Le programme du gouvernement fédéral Go Digital
Canada livre les détaillants à
l’emprise de Shopify avec la promesse
s’étendre leur auditoire avec des sites Web
commerciaux. Beaucoup de ces entreprises devront payer un loyer de
commerce électronique à la fin de leur
période d'essai de trois mois. Le programme cimente le lien
existant entre Shopify et le gouvernement
fédéral. Shopify a aussi obtenu un contrat
d'Ottawa pour développer une application de
traçage de contacts en Ontario. Shopify est un
géant multinational du commerce électronique,
dont le siège social est à Ottawa. En 2019, ses
revenus s'élevaient à 1,58 milliard de dollars et
plus d'un million d'entreprises utilisaient sa plateforme dans 175 pays.

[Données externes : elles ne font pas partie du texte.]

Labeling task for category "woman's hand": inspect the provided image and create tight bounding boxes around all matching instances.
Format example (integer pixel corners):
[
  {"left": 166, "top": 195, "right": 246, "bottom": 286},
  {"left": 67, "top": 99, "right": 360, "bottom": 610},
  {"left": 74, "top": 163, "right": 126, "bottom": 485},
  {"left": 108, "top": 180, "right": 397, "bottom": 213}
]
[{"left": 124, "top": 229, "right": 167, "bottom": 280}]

« Ottawa consolide ses liens avec
Shopify avec un nouveau programme d'aide aux petits
détaillants » était le titre
d'un récent article du Globe and Mail.
L'auteur écrit : « Le gouvernement
fédéral a établi un partenariat avec
Shopify Inc. pour aider les petits détaillants canadiens
à ouvrir des boutiques en ligne durant des
périodes d'essai de 90 jours. Les
libéraux au gouvernement approfondissent leurs liens avec la
compagnie cotée en bourse la plus profitable du
Canada. »
Par ces partenariats public-privé, les
gouvernements favorisent des intérêts
privés particuliers. La prétention de servir le
bien commun et le bien-être de tous les Canadiens s'est
envolée. La gouvernance par le système de partis
cartellisés en est venue à signifier en pratique
représentation et promotion dans le gouvernement des
intérêts privés les plus puissants et
de leurs riches propriétaires.
Pour expliquer
son partenariat avec Shopify, le gouvernement dit que la plateforme de
commerce électronique de la compagnie existe
déjà, que les détaillants peuvent
l'acheter et de s'en servir et qu'une infrastructure publique
à coût minime n'est pas possible. Il faut dire Non ! à
ce partenariat et exiger la création de plateformes
publiques de commerce électronique qui seront mises
à la disposition de tous en tant que bien commun et
ressource publique. Cette alternative est absente du discours officiel
parce que cette discussion est bannie et n'a jamais lieu. La seule
chose qui ait un sens pour les élites dirigeantes est que
les riches deviennent encore plus riches afin de pouvoir consolider
leur contrôle et leur pouvoir sur l'économie et
les affaires politiques. Tout privatiser, y compris les plateformes de
commerce électronique et l'embauche des jeunes pour les
emplois d'été, est la devise des gouvernements
des riches. Le seul différend entre les partis
cartellisés et les autres représentants des
riches porte sur quels intérêts privés
seront favorisés.
Selon le Globe and Mail :
« En coulisse, le PDG de Shopify, Tobi Lutke, offre sur une
base régulière des conseils aux membres du
gouvernement sur les questions numériques, y compris la
technologie de traçage de contacts. » En
fait, la relation ne se limite pas à « offrir des
conseils ». La directrice
générale de Shopify, Sylvia Ng, a
été nommée à la direction
du programme Objectif Canada numérique du gouvernement
fédéral. Ng fait valoir dans l'article du Globe
and Mail que Shopify et le gouvernement
fédéral « ont un
intérêt commun et partagent un engagement
à soutenir la numérisation des petites
entreprises par Shopify ». Un «
intérêt commun », c'est peu
dire, puisque Shopify a atteint des sommets en devenant du jour au
lendemain une entreprise mondiale valant plusieurs milliards de dollars
et ses propriétaires font maintenant partie des oligarques
les plus riches au Canada.
Toujours selon le Globe and Mail :
« Le registre des lobbyistes indique que Shopify se livre
à des activités de lobbyisme auprès du
gouvernement fédéral à 27
reprises depuis 2017, 22 de ces démarches
ayant eu lieu dans les six derniers mois » et des
ministres fédéraux rencontrent
régulièrement les dirigeants de la compagnie.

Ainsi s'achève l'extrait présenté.